The New Zealand Press Council has not upheld a complaint that an article in The Listener about the treatment of sexually transmitted diseases had been inaccurate, unbalanced and bad journalism that required a retraction and apology.

The article written by Gordon Campbell, was shaped around the argument that, in announcing funding cuts and changes in the treatment of sexually transmitted diseases, the Health Funding Authority (HFA) ran the risk of endangering the sexual health of the general public.

It said that the cuts would lessen regular access to the five and specialised health clinics attached to the hospitals in the main cities. A possible effect would be that people needing STD treatment would be forced to use General Practitioners (GPs) or other community services such as Family Planning.

In respect of GPs, the article suggested that embarrassment, fear of disclosure and cost were factors that could deter people from seeking the treatment they needed. As for Family Planning, it would confront an image problem especially since the bulk of its patients were women.

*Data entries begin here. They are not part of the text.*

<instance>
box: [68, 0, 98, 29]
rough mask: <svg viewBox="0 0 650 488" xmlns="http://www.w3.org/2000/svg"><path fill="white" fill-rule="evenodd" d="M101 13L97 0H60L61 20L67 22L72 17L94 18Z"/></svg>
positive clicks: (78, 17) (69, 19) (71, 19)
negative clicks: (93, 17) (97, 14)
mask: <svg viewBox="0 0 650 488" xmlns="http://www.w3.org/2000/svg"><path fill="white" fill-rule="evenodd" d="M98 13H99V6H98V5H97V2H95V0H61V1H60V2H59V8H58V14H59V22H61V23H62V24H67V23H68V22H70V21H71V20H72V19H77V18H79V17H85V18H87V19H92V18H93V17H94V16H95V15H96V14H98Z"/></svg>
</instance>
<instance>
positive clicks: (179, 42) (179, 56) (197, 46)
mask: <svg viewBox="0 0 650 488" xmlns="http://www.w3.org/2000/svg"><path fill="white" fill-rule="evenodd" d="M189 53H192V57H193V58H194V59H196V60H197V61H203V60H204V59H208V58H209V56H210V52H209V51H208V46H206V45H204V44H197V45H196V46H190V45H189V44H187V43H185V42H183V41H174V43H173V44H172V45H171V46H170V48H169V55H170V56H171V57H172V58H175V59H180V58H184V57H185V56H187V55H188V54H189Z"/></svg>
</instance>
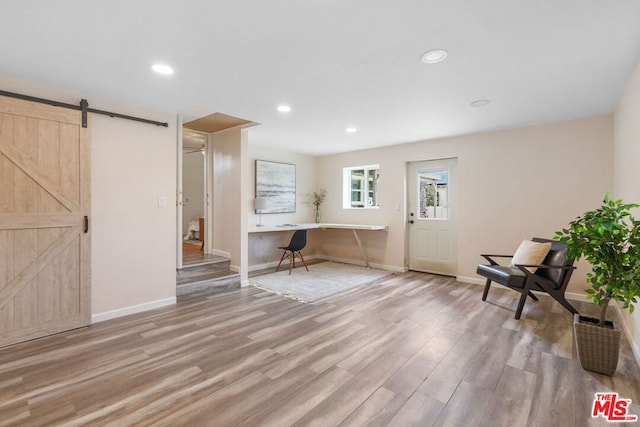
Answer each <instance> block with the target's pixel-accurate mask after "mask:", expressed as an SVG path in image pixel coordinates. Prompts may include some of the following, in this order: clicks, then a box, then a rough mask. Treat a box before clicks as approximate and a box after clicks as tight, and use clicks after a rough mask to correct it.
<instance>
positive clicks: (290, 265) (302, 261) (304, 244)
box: [276, 230, 309, 274]
mask: <svg viewBox="0 0 640 427" xmlns="http://www.w3.org/2000/svg"><path fill="white" fill-rule="evenodd" d="M305 246H307V230H296V232H295V233H293V236H291V241H290V242H289V246H279V247H278V249H283V250H284V252H283V253H282V257H281V258H280V262H279V263H278V267H276V271H278V270H279V269H280V264H282V261H284V259H285V258H287V257H288V258H289V274H291V268H295V266H296V257H298V258H300V259H301V260H302V263H303V264H304V268H306V269H307V271H309V267H307V263H306V262H304V257H303V256H302V252H300V251H301V250H302V249H304V247H305Z"/></svg>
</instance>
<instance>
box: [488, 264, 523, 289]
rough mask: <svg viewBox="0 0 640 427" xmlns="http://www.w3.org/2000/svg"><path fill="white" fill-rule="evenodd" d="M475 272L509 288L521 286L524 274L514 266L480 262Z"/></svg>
mask: <svg viewBox="0 0 640 427" xmlns="http://www.w3.org/2000/svg"><path fill="white" fill-rule="evenodd" d="M476 273H478V274H479V275H481V276H484V277H486V278H487V279H489V280H491V281H492V282H497V283H500V284H502V285H505V286H509V287H510V288H523V287H524V280H525V274H524V273H523V272H522V271H520V270H519V269H518V268H516V267H508V266H504V265H489V264H480V265H478V268H477V269H476Z"/></svg>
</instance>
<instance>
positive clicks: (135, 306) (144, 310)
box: [91, 297, 176, 324]
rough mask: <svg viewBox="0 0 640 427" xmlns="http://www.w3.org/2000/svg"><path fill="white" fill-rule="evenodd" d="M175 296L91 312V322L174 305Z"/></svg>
mask: <svg viewBox="0 0 640 427" xmlns="http://www.w3.org/2000/svg"><path fill="white" fill-rule="evenodd" d="M175 303H176V297H171V298H165V299H161V300H157V301H150V302H146V303H143V304H138V305H132V306H129V307H124V308H119V309H117V310H111V311H105V312H102V313H97V314H92V315H91V323H92V324H93V323H99V322H104V321H105V320H110V319H115V318H117V317H122V316H127V315H129V314H136V313H142V312H143V311H148V310H153V309H155V308H161V307H166V306H169V305H174V304H175Z"/></svg>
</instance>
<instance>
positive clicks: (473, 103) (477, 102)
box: [470, 99, 491, 107]
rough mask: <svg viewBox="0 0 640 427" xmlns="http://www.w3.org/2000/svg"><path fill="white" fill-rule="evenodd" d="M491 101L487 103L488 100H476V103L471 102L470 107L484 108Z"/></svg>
mask: <svg viewBox="0 0 640 427" xmlns="http://www.w3.org/2000/svg"><path fill="white" fill-rule="evenodd" d="M490 102H491V101H489V100H488V99H478V100H477V101H473V102H472V103H471V104H470V105H471V106H472V107H484V106H486V105H489V103H490Z"/></svg>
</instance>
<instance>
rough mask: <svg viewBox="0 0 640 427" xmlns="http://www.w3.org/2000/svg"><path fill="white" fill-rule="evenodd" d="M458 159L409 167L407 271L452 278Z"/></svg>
mask: <svg viewBox="0 0 640 427" xmlns="http://www.w3.org/2000/svg"><path fill="white" fill-rule="evenodd" d="M456 166H457V159H442V160H429V161H424V162H414V163H409V168H408V175H409V176H408V177H407V182H408V187H409V188H408V191H409V198H408V199H409V269H411V270H417V271H425V272H429V273H436V274H444V275H448V276H455V275H456V274H457V272H458V262H457V260H458V251H457V227H456V217H457V210H458V206H457V195H456V184H457V182H456Z"/></svg>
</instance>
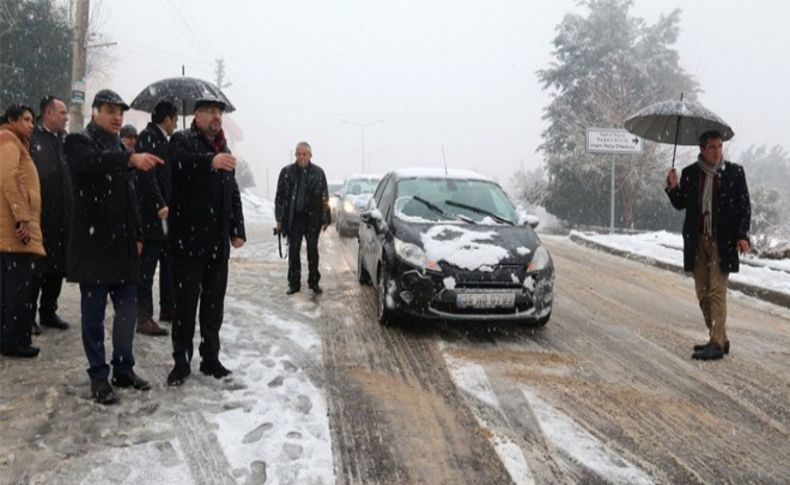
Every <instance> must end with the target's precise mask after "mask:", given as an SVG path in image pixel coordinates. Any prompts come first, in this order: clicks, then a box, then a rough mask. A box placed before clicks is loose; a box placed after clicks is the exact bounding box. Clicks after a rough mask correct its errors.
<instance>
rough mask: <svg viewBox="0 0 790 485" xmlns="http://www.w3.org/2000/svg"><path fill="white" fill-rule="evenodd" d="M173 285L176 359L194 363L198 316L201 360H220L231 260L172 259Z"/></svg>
mask: <svg viewBox="0 0 790 485" xmlns="http://www.w3.org/2000/svg"><path fill="white" fill-rule="evenodd" d="M173 282H174V285H173V286H174V290H175V304H176V307H175V318H174V320H173V328H172V330H173V331H172V333H171V335H172V340H173V358H174V359H175V361H176V362H177V363H179V362H181V363H184V362H190V361H191V360H192V354H193V353H194V343H193V340H194V336H195V317H196V316H198V318H199V319H200V346H199V348H198V350H199V351H200V357H201V358H202V359H203V360H205V361H214V360H217V359H218V355H219V329H220V327H221V326H222V317H223V313H224V302H225V289H226V288H227V284H228V260H227V259H220V260H216V259H208V258H206V259H202V258H200V259H197V258H184V257H178V256H176V257H174V258H173ZM198 302H199V304H200V313H199V315H198Z"/></svg>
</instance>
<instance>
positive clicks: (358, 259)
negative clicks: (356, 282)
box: [357, 247, 372, 285]
mask: <svg viewBox="0 0 790 485" xmlns="http://www.w3.org/2000/svg"><path fill="white" fill-rule="evenodd" d="M357 279H358V280H359V284H360V285H369V284H370V283H372V282H371V281H370V274H369V273H368V271H367V270H366V269H365V267H364V266H363V265H362V248H361V247H360V248H359V251H357Z"/></svg>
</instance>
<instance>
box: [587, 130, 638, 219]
mask: <svg viewBox="0 0 790 485" xmlns="http://www.w3.org/2000/svg"><path fill="white" fill-rule="evenodd" d="M586 148H587V152H588V153H607V154H613V155H628V154H633V153H642V150H644V146H643V144H642V139H641V138H640V137H638V136H636V135H633V134H631V133H629V132H627V131H626V130H623V129H619V128H587V145H586ZM614 172H615V159H614V157H612V199H611V204H610V206H609V230H610V231H611V232H614Z"/></svg>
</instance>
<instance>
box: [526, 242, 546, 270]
mask: <svg viewBox="0 0 790 485" xmlns="http://www.w3.org/2000/svg"><path fill="white" fill-rule="evenodd" d="M549 263H551V256H549V252H548V251H547V250H546V248H544V247H543V246H538V249H536V250H535V254H534V255H533V256H532V261H530V262H529V266H527V272H529V273H532V272H534V271H540V270H542V269H544V268H545V267H546V266H548V265H549Z"/></svg>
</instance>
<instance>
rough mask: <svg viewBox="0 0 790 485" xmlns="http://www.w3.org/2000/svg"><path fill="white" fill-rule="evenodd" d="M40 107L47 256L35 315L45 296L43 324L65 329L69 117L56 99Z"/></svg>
mask: <svg viewBox="0 0 790 485" xmlns="http://www.w3.org/2000/svg"><path fill="white" fill-rule="evenodd" d="M40 107H41V115H40V116H39V120H38V123H37V124H36V127H35V128H34V129H33V134H32V135H31V136H30V155H31V157H32V158H33V163H35V164H36V169H37V170H38V178H39V182H40V184H41V230H42V232H43V233H44V249H45V250H46V252H47V256H46V257H45V258H41V259H39V260H37V261H36V265H35V272H34V273H35V274H34V278H33V283H34V286H33V295H34V296H33V313H34V314H35V308H36V304H37V303H38V297H39V294H41V304H40V305H39V310H38V314H39V324H40V325H41V326H44V327H50V328H57V329H60V330H65V329H67V328H69V324H68V322H66V321H65V320H63V319H62V318H60V317H59V316H58V315H57V313H56V311H57V309H58V298H59V297H60V291H61V289H62V287H63V278H65V276H66V242H67V241H68V225H69V218H70V216H71V182H70V178H69V172H68V169H67V167H66V160H65V158H64V156H63V138H64V137H65V136H66V123H67V122H68V120H69V115H68V111H67V109H66V104H65V103H64V102H63V101H62V100H61V99H60V98H57V97H55V96H47V97H46V98H44V99H42V100H41V104H40ZM33 333H35V334H40V333H41V327H39V326H38V324H34V327H33Z"/></svg>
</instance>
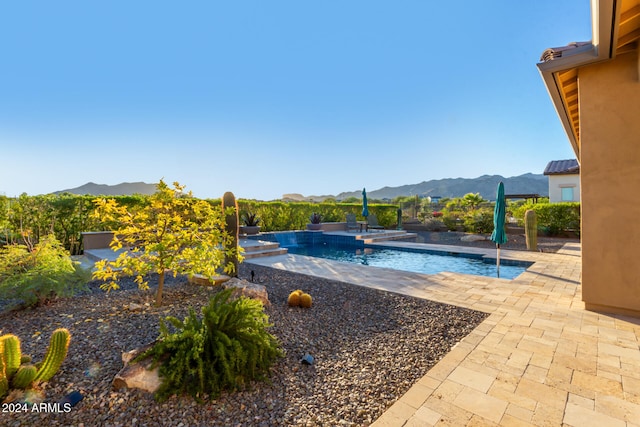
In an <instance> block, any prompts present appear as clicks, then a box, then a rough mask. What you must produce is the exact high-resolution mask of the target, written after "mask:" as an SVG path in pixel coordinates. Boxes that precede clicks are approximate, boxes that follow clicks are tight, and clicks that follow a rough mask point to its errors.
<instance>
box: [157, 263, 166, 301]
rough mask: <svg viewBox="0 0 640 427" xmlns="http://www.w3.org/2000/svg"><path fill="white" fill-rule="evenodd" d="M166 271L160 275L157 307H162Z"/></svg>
mask: <svg viewBox="0 0 640 427" xmlns="http://www.w3.org/2000/svg"><path fill="white" fill-rule="evenodd" d="M164 274H165V273H164V269H163V270H162V273H159V274H158V292H157V293H156V307H160V306H161V305H162V288H163V287H164Z"/></svg>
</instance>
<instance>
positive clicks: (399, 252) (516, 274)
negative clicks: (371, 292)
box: [289, 245, 528, 279]
mask: <svg viewBox="0 0 640 427" xmlns="http://www.w3.org/2000/svg"><path fill="white" fill-rule="evenodd" d="M289 253H292V254H299V255H307V256H314V257H318V258H325V259H331V260H334V261H341V262H349V263H354V264H362V265H371V266H375V267H385V268H393V269H395V270H404V271H412V272H415V273H425V274H437V273H441V272H443V271H450V272H455V273H464V274H475V275H479V276H488V277H496V276H497V269H496V264H495V260H487V261H492V262H485V261H484V260H482V259H480V258H469V257H465V256H464V255H459V256H451V255H446V254H434V253H428V252H413V251H411V252H408V251H402V250H395V249H370V248H361V249H356V248H349V247H334V246H329V245H316V246H305V245H301V246H297V247H292V248H290V249H289ZM508 264H509V262H505V261H504V260H503V262H501V263H500V278H502V279H514V278H516V277H518V276H519V275H520V274H521V273H522V272H524V271H525V270H526V268H527V266H528V265H508Z"/></svg>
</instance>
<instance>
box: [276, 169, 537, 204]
mask: <svg viewBox="0 0 640 427" xmlns="http://www.w3.org/2000/svg"><path fill="white" fill-rule="evenodd" d="M500 181H502V182H503V183H504V191H505V194H507V195H509V194H539V195H540V196H542V197H548V195H549V181H548V178H547V177H546V176H544V175H542V174H532V173H527V174H524V175H520V176H513V177H510V178H505V177H503V176H500V175H482V176H480V177H478V178H446V179H435V180H431V181H423V182H421V183H419V184H409V185H402V186H400V187H383V188H380V189H378V190H373V191H367V197H369V198H371V199H389V200H391V199H394V198H396V197H399V196H415V195H416V194H417V195H418V196H420V197H426V196H430V197H434V196H439V197H449V198H453V197H462V196H464V195H465V194H467V193H480V195H481V196H482V198H484V199H486V200H494V199H495V198H496V188H497V186H498V183H499V182H500ZM286 196H290V197H291V198H292V199H293V200H307V201H308V200H314V201H321V200H324V199H325V198H327V197H334V198H335V199H336V200H344V199H346V198H348V197H357V198H361V197H362V189H359V190H356V191H349V192H344V193H340V194H338V195H337V196H308V197H304V196H302V195H300V194H295V195H293V194H288V195H286ZM293 196H297V197H296V198H293Z"/></svg>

One section of the article dealt with the manner in which the HFA reached its decisions. It outlined the responses given by Glenda Foster, adviser to the HFA’s national office, who observed at one point that the requirement for confidentiality in sexual health services made it difficult for general practitioners to do the work.

Subsequently, the Listener published three letters, one supporting the article, and one from the Family Planning Association saying that it was experienced in treating male as well as female patients. The third was from a Christchurch GP, Lynnette Murdoch, who rejected the view expressed in the article and also by Glenda Foster, that confidentiality in treating STDs was a difficulty for GPs.

It was against this background that Dr R.Ridley-Smith complained, first to the editor of Listener, and then to the Press Council, that Gordon Campbell’s article had been unbalanced and inaccurate in attacking GPs on the grounds of cost, confidentiality and competence. The complainant dismissed the various medical authorities quoted by Campbell in support of his arguments and flatly rejected the contention that the proposed funding cuts would present difficulties. He said that his most serious objection was to Campbell’s failure to quote the views of any GP. He described the article as a piece of bad journalism.

To this, the editor presented an extended and detailed response.

He emphasised that, as a nationally circulating magazine, Listener sought to deal with what it saw as the core issue – the basis on which a specialised service for treatment of STDs might evolve in the future in the light of the cuts made by the HFA.

Listener’s principal concern had not been with the capacity of GP’s to do the job. That issue, it considered, had been decided in the 1970’s when responsibility for STDs was passed to the clinics and specialist qualifications were insisted upon. Now that funding cuts were being made and clinics shut, the dominant issue was what alternative form of specialist care would be provided.

The editor then dealt with Dr Ridley-Smith’s individual complaints. He defended the assertions that concerns over confidentiality and cost could lead people to fail to seek treatment. He provided the evidence on which the writer had relied in questioning the adequacy of training in the treatment of STDs received by GPs. He pointed to other opinion on the likely adverse effects of the HFA cuts. He explained why, in the interests of healthy debate, he had published the three letters to the editor. And he ended with an outline of the special requirements of a feature article in a magazine as compared with those that might be sought in a newspaper or a medical journal. Campbell had found ample evidence to back up the factual assertions that Dr Ridley-Smith had queried. The editor stood by the article.

Dr Ridley-Smith’s reply traversed a good many new issues and rejected the evidence that the editor had supplied. But it greatly enlarged the scope of criticism by declaring that the Listener article was part of an orchestrated campaign aimed at eroding the role and place of GPs.

This assertion, the editor firmly rejected.

The Press Council did not accept Dr Ridley-Smith’s assessments of the article. In his view it was unbalanced because in contained several references to the possible difficulties that could confront STD patients in deciding whether to consult GPs but did not offer comment from any GP. In the opinion of the Council, GPs were incidental, not central, to the article’s main thesis which was that the financial cuts imposed by the HFA put the entire sexual health service at risk.

The article was not written off-the-cuff. A number of authorities were consulted and there were surveys and experts to substantiate its principal arguments. It broke new ground in securing answers about funding from a representative of the HFA and while it voiced anxieties expressed by others in other settings, there was nothing to suggest that it was part of an orchestrated campaign against GPs.

The letters printed in the magazine in reaction to the article were relevant to the issue of imbalance. The representative of the Family Planning Association had challenged the assertion about the treatment of male patients. Dr Murdoch had robustly rejected the contention that confidentiality could be a problem for GPs.

To the extent then, that the article needed to be balanced by other opinion, the letters did that.

All in all, the Press Council considered the Listener article to have been well-written, well-researched and timely, and a valid contribution to public awareness of an issue of current concern.

The complaint was, accordingly, not upheld.